I am trying to understand more about parallelism, but I've noticed there are a lot of different terms out there and some seem to mean the same thing while others have a notable difference. So, what are all the different types of parallelism, how do they differ from each other, and do any have specific applications or purposes?
(To keep this more focused, I'm hoping for an answer that provides clarity to all the terminology associated with parallelism, including terms not listed below; technical comparisons between each different type would be nice, but will probably result in this question becoming off-topic - then again, I don't really know, hence the question).
Note:
this is not a question about concurrency and goes beyond the "simple" question: "what is parallelism?", although a clarifying definition might be warranted.
First, I have taken notice of the difference between parallelism and threading, but some of the differences between the following terms are still confusing.
To add clarity to my question here is a list of terms that I have found that are related to parallelism: parallel computing, parallel processing, multithreading, multiprocessing, multicore programming, Hyper-threading (Intel) 2, Simultaneous MultiThreading (SMT) 3, Switch-on-Event MultiThreading 3. (If possible, definitions or references to definitions for each of these terms would also be appreciated).
My very specific question: what is the difference between thread-level parallelism, instruction-level parallelism, and process-level parallelism? (and any other x-level parallelism)?
In a multi-core processor, can parallelism occur within a single core? Is that what Hyper-threading is, and does that require a single core having, for example, two ALU's that can be used in parallel?

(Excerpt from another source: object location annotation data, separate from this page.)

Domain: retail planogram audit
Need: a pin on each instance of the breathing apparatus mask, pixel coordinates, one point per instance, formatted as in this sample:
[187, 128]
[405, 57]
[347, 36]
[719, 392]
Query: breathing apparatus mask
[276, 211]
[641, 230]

Last one: is there a difference between hardware vs software parallelism, aside from the obvious distinction that one happens in hardware while the other in software?
Related resources:
- Process vs Thread,
- Parallelism on a GPU,
- Hyper-threading,
- Concurrency vs Parallelism,
- Hyper-threading and gaming.
Q:What is the difference betweenthread-level parallelism,instruction-level parallelism,and process-level parallelism?
While the subject matter is indeed immensely wide, I would try to have this view, even at a risk of making many opponents present their objections of simplifying the subject matter ( but StackOverflow format does not substitute other sources of complete reference, does it ? ):
A:the main difference is WHAT / WHO / HOW is responsible for keeping things to execute in true-[PARALLEL]
Instruction Level Parallelism - ILP - is the simplest case, the CPU-architecture has designed and "hardwired" this particular form of hardware-based parallelism. Having processors with ILP4 ( 4 instructions executed at once ), or having processors with per-instruction based width of this form of parallel-instruction execution, be it ILP2 for some instructions but ILP1 for some others, again the silicon architecture decides, what can happen indeed in parallel at the instruction level. Some awkward surprises may arise from further details, as memory-controller channels may block ILP-mode in cases, where REG/MEMORY uops will have to wait for a free channel to access the instructed MEMORY.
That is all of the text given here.